Friday, 5 August 2011

e-Petitions: Let the Choir Sing On

The Government has just launched its new e-petitions site. This is where ordinary hard-working citizens, who are probably also law-abiding taxpayers, can create and sign petitions online, making suggestions for amendments to current laws and regulations. If a petition collects 100,000 signatures it is eligible for debate in the House of Commons.

Predictably enough, the site was initially inundated with demands to bring back hanging, although the petitions are already diversifying rapidly. A quick glance through the site suggests that the other most popular topics are leaving the EU and withdrawing from the Human Rights Act, as well as issues around sharia law and keeping Formula One racing on the BBC.

The possibility of a debate on the return of capital punishment has produced quite a lot of coverage in the media, and Andrew Percy MP, along with several back-benchers, has called for a referendum on the subject. Yet at present, the petition to retain the ban on capital punishment has twice as many signatures as the one to overturn it, and is by far the most popular petition on the entire site - a fact which most media coverage has thus far managed to overlook.

It will be interesting to see the final level of support for the two opposing petitions on capital punishment. But equally interesting is the sheer number of duplicate petitions on the topic; at the time of writing there are 75, 30 of which have already been rejected; other popular issues show a similar multiplicity of essentially identical submissions. One has to question people's dedication to their particular cause if they would rather start their "own" petition with two supporters, than sign up to an existing petition created by someone else and actually increase the likelihood of the topic's actually making it to the 100,000 marker. It's a phenomenon that's always been apparent with Facebook groups, as anyone who's ever searched for RIP Amy Winehouse knows, but one might have imagined that on a site dedicated to petitions - where the whole point is garnering the highest possible number of signatories - collectivism would have prevailed. If anything, though, it's probably an encouraging sign; as long as those individuals who believe that the Human Rights Act should be revoked persist in making separate petitions which fail to gain even 1000 signatures, the debate will never even make it to Parliament.

These petitions are wonderful for what they tell us about people; the current triumph of the petition to retain the ban on Capital Punishment is flying in the face of what certain newspapers would have us believe about "public opinion".

The sheer range of topics covered is impressive; their number is rapidly snowballing. Some give specific suggestions for improvements, such as this call to end public bodies using 0845 and 0870 numbers; others are more general, as with this demand for "bigger prisons with more convicts inside them". And there's a lighter side to the e-petitions as well. One particularly tongue-in-cheek example proposes public hanging for those who propose public hanging - the author states that "the proposed punishments for some crimes are so horrific that the proper punishment for proposing this punishment is the death penalty. After all, with all that DNA science we now have, we can always prove all the time who has proposed a punishment for a crime, and then propose punishing them appropriately".

One petition rather abstractly demands the building of prisons in "one or more West African nations", to house paedophiles, foreign prisoners and contract killers. Quite what these West African nations have done to offend the petitioner is unclear. Another suggests that our judicial process be replaced by the use of polygraph lie detectors in courts. The author notes that "Jeremy Kyle does it, why can't we?"

Allowing people to put their opinions forward in this way is a fantastic example of democracy in action.

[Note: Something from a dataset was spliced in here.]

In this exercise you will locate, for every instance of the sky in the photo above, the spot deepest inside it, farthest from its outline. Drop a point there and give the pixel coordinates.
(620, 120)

Some of the more popular petitions may prove genuinely worthwhile, and even the more outlandish suggestions deserve the chance to appear on the site - if only so that their failure to gain support is made clear.

It's often suggested that shifty politicians wilfully ignore "the voice of the people". On the evidence of this website, the voice of the people is like a huge, discordant choir, in which no two members have the same songbook (and half of them are making it up as they go along). Politicians must work hard to discern any one tune from the cacophany, and the most popular petitions on this site may make that task a little easier. Nonetheless, if the website proves one thing, it's that you can't please all of the people any of the time.

Perhaps most tellingly of all, there's also a large number of e-petitions demanding an end to e-petitions. As Joseph Blurton states in his submission: "We, the people, are idiots. Please, for pity's sake, ignore us more often."